Linden was the first American woman to win the race since 1985 when she crossed the finish line first last year. She ran through an icy rain and near-gale headwinds to break the slump.
It's another wet day on Monday, but much better than last year. Overnight thunderstorms had stopped by the start of the women's race. It was 61 degrees, with calm wins and overcast skies.
The wheelchair race is off at the Boston Marathon.
First the men, then the women left Hopkinton on their way to Boston's Back Bay, 26.2 miles away. Heavy rain and thunderstorms overnight had settled down, but it was still expected to be a wet and windy day.
More than 30,000 runners were expected to make their way along the course in the 123rd edition of the race. Among them is Des Linden, who last year became the first American woman to win the race since 1985. Yuki Kawauchi is the men's defending champion.

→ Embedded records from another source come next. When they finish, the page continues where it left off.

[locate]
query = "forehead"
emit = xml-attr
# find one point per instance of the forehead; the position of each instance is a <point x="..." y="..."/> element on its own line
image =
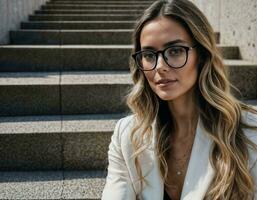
<point x="162" y="30"/>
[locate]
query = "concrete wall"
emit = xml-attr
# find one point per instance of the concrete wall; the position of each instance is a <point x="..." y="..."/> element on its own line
<point x="236" y="20"/>
<point x="12" y="12"/>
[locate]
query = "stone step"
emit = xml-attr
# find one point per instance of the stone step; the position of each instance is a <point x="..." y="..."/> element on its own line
<point x="101" y="36"/>
<point x="94" y="6"/>
<point x="58" y="142"/>
<point x="150" y="1"/>
<point x="66" y="93"/>
<point x="73" y="57"/>
<point x="100" y="2"/>
<point x="49" y="93"/>
<point x="75" y="185"/>
<point x="86" y="11"/>
<point x="82" y="17"/>
<point x="77" y="25"/>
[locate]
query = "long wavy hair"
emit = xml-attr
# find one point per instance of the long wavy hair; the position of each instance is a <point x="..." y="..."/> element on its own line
<point x="219" y="110"/>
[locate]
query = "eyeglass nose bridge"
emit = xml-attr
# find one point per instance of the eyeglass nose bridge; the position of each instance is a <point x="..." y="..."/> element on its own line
<point x="163" y="56"/>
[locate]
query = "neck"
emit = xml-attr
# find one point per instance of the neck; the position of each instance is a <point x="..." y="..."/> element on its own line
<point x="185" y="115"/>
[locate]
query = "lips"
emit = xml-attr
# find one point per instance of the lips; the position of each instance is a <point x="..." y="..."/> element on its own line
<point x="165" y="81"/>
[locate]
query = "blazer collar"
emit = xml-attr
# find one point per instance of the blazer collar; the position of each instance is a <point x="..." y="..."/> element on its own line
<point x="200" y="172"/>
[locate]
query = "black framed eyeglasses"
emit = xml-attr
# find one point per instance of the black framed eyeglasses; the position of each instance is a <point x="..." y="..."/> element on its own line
<point x="175" y="56"/>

This year's event falls on the sixth anniversary of the 2013 bombing that killed three people and maimed hundreds more. Boston officials were planning a moment of silence at 2:49 p.m., the time of the first explosion.
Runners are trying to stay dry as they await the start of the 2019 Boston Marathon.
The 123nd running of the world's oldest and most prestigious annual marathon got a wet start. But it's not as cold as expected, with temperatures in the 60s as runners arrived instead of the 30s that were initially forecast.
Monday is the sixth anniversary of the deadly Boston Marathon bombings. It's the first time the anniversary date falls on the same day as the marathon.
Runners are gathering underneath large tents set up outside of a high school in Hopkinton, Massachusetts.
Defending champions Des Linden and Yuki Kawauchi have said they're not bothered by the forecast for a rainy, windy day because they won last year in similar conditions. They lead a field of about 30,000 runners on the 26.2-mile (42-kilometer) trek from Hopkinton to Copley Square.
The mobility impaired division is scheduled to begin at 9:02 a.m.